I wish you luck with your very interesting project!
Regards, Harri


----------



## tylerwatts (Feb 9, 2012)

Why not look at recycled Leaf or Volt batteries? Or you could buy a whole Tesla S battery for similar money to your CALBs. Light and powerful. Best looking at oe batteries to future proof your later upgrades. Single 11" with powerful cooling, strong controller like Soliton and keep the original transmission with a sensible slew rate (how quickly power increases through the motor) and you'll do well to start.

I'd fit a simple manual valve body control and choose 2 gears t give acceleration and top speed and just shift by hand from one to the other for now. If I doesn't last that long it should have been a cheap starting point and tell you what gearing you want for a powerglide.


----------



## Eric318 (Aug 9, 2015)

Very interesting.

I also have a XJC with a shot motor + transmission. Tempted to go electric.
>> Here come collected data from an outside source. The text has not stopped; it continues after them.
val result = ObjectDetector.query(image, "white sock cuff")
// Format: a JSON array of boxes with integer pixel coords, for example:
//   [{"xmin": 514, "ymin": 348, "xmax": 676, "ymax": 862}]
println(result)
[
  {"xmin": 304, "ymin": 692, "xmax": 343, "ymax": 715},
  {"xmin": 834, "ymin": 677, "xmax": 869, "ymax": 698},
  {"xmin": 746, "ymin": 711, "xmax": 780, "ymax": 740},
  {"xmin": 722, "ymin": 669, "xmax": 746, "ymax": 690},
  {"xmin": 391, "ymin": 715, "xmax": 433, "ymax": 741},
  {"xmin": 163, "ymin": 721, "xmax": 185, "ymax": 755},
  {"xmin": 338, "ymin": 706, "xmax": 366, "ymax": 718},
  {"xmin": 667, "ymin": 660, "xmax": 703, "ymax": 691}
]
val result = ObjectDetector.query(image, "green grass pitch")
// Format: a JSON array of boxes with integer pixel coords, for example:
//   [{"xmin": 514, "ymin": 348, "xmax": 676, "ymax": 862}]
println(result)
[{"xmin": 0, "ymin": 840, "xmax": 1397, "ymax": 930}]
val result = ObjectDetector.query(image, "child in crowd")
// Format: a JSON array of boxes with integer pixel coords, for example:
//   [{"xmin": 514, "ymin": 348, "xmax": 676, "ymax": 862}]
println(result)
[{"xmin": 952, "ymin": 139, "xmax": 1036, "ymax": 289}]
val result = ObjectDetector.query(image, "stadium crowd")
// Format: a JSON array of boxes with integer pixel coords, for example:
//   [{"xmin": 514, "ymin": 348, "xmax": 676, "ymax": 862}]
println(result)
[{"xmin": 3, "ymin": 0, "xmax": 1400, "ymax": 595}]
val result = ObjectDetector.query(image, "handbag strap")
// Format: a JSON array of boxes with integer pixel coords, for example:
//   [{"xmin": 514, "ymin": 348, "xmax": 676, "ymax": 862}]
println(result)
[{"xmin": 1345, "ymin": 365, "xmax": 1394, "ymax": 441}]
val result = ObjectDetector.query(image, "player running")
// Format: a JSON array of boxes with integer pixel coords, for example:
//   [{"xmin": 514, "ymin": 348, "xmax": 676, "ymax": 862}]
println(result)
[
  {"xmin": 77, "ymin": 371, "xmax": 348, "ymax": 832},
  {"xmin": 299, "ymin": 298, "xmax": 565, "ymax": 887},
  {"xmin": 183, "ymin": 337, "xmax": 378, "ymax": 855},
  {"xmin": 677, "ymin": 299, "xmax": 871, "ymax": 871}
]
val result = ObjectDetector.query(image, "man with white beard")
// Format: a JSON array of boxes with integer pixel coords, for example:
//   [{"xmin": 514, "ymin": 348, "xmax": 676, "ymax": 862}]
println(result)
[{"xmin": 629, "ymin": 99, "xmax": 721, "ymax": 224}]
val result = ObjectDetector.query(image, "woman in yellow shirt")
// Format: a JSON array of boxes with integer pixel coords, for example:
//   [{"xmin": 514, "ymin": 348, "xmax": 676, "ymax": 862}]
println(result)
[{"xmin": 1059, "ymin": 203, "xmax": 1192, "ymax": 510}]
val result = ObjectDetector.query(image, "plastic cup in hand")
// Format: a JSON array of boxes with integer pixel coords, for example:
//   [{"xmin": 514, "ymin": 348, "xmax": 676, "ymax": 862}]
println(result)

Have you guys made progress on your projects? Would love to hear!

Thanks.


----------



## itchyback (May 28, 2014)

I've started, got the expensive bits, now trying to jam some batteries and motor in then will fiddle with the auxiliaries later. nothing too much to show yet except an empty engine bay.


----------



## Eric318 (Aug 9, 2015)

Hnag in there, keep us updated!
Enjoy.


----------